BOOK REVIEW: STORIES UNDER THE RAINBOW

KAYNAK: LGBTINEWSTURKEY.COM

Stories Under the Rainbow (Gökkuşagından Hikayeler) is a book about love and family. This powerful collection of twenty-nine stories is a candid celebration of families connecting and reconnecting with, understanding and supporting their LGBTI+ child. Each story, told by a parent, reveals the many aspects in which the cultural upbringing and societal pressures of heteronormativity create unexamined and limiting belief systems that configure the world of parents for most of their lives. These long-standing belief systems, however, unexpectedly fall to pieces when their child comes out to them as LGBTI+. In these narratives, we read how many of the parents experience similar feelings that impart sadness, worry, incomprehension and indignation in reaction to a reality that at first challenges them. The challenges bring changes that alter their modes of living in positive ways. They come to realize, as they are forced to reexamine their convictions, that what they held to be true can be challenged to show other possibilities or acknowledge what is fundamentally flawed. When families find new ways to reconnect with one another, they begin to explore what it means to fully embrace, support and love their child for who they are. We read how beautifully their worlds expand in their reflections on their fears and struggles to dismantle learned homophobia and transphobia.

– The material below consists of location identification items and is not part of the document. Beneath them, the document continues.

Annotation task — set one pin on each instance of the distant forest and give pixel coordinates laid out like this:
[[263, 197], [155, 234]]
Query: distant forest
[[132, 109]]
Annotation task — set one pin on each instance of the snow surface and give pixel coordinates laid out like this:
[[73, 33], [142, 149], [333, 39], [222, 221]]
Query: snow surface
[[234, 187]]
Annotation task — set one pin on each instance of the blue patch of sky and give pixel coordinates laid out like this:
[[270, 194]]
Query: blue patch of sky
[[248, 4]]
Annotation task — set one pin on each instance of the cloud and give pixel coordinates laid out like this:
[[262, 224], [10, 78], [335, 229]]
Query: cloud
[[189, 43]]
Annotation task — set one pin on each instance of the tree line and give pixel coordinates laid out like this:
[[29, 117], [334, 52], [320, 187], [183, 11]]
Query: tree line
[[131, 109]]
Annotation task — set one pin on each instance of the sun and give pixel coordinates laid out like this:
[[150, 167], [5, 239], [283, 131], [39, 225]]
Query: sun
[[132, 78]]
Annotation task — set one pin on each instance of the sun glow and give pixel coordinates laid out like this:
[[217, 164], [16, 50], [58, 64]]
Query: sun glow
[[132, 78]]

These narratives are also a meditation on how much our worlds and thinking are shaped by society. Many parents recount similar sentiments on how little they knew about other lives, how it was impossible for them to imagine the lives of LGBTI+ people or the fact that they even existed due to their own lack of knowledge, fear or merely holding onto misconceptions based on what they had heard from others. A parent puts it, “In this society, there are actually a lot of people who hide and suppress who they are and who do not express themselves for fear of judgement because this society is not a tolerant one.”

At first focused on denial and worry, the narratives evolve to celebrate love and life. “This process allowed me to understand and get to know all the other marginalized groups in society and learn more about the experiences of disabled people, Roma, Aleviis, Kurds and women” reflects one parent on how much their world view has expanded and adds, “I see now that the biggest hurdle in front of us is the world’s biggest terror organization. This organization, is not an armed terror organization. It is everyone.”

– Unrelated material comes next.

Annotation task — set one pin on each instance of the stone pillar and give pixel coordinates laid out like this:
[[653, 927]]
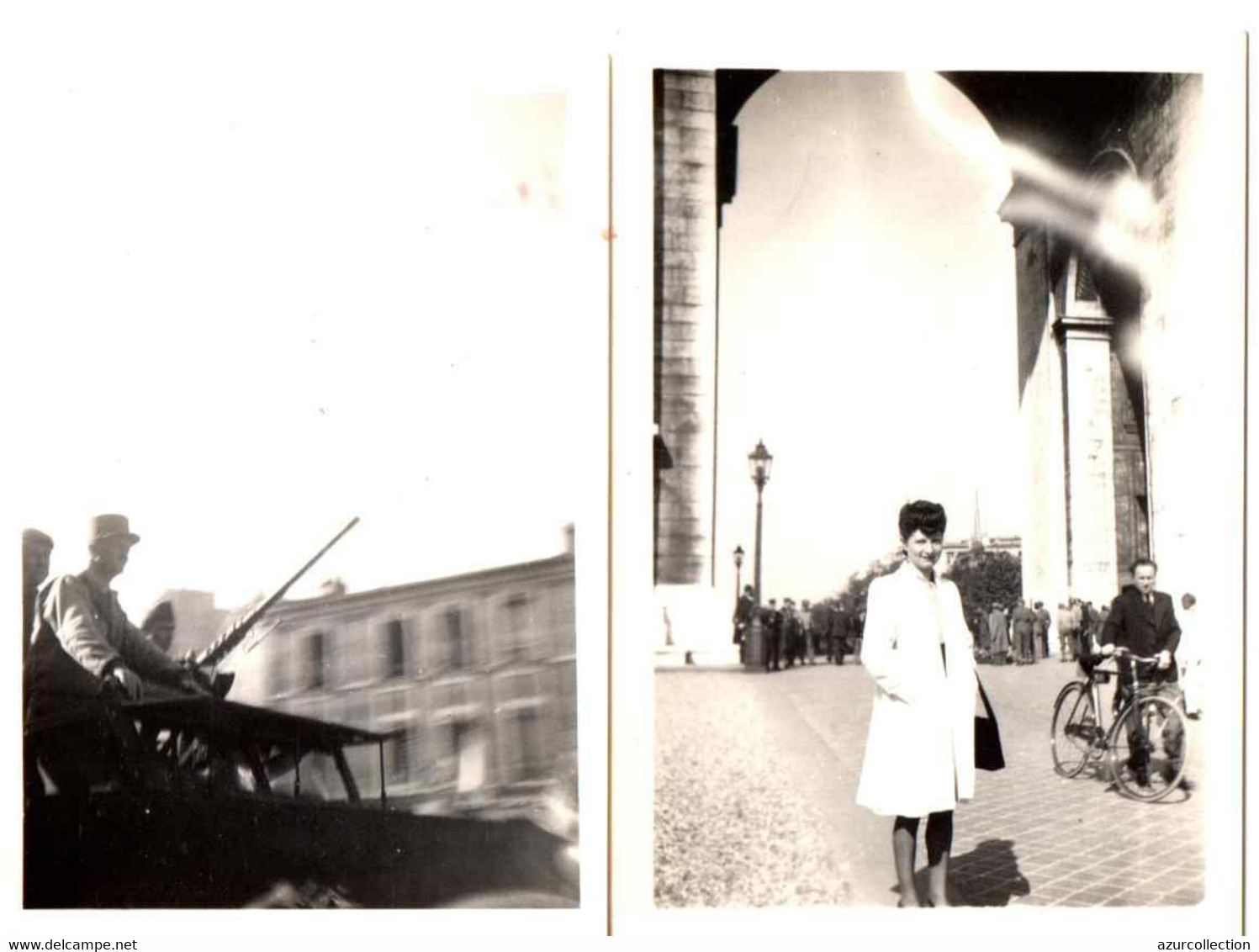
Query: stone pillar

As someone who has come out to their parents as a trans man, it was hard to withhold tears reading about some of the coming out dialogues between the families and how time, love, and support restored many broken pieces and uprooted the barriers to understanding one another. Equally moving was the parents’ profoundly transformative journey from one of loss, confusion, and blame to one of joy, strength, and empowerment. Fully supporting their LGBTI+ child, they stand up to their neighbors, to school counselors, teachers, or their own friends, demonstrating how by becoming their child’s best ally, they are paving the way for other families to do the same.

This is a very intimate book that reminds us how much we need to hear the stories of people that are othered and marginalized in order to fight against discrimination and harmful narrow constraints of existing and living in this world. These stories inspire and ignite a powerful celebration of life in all its spectrum of colors.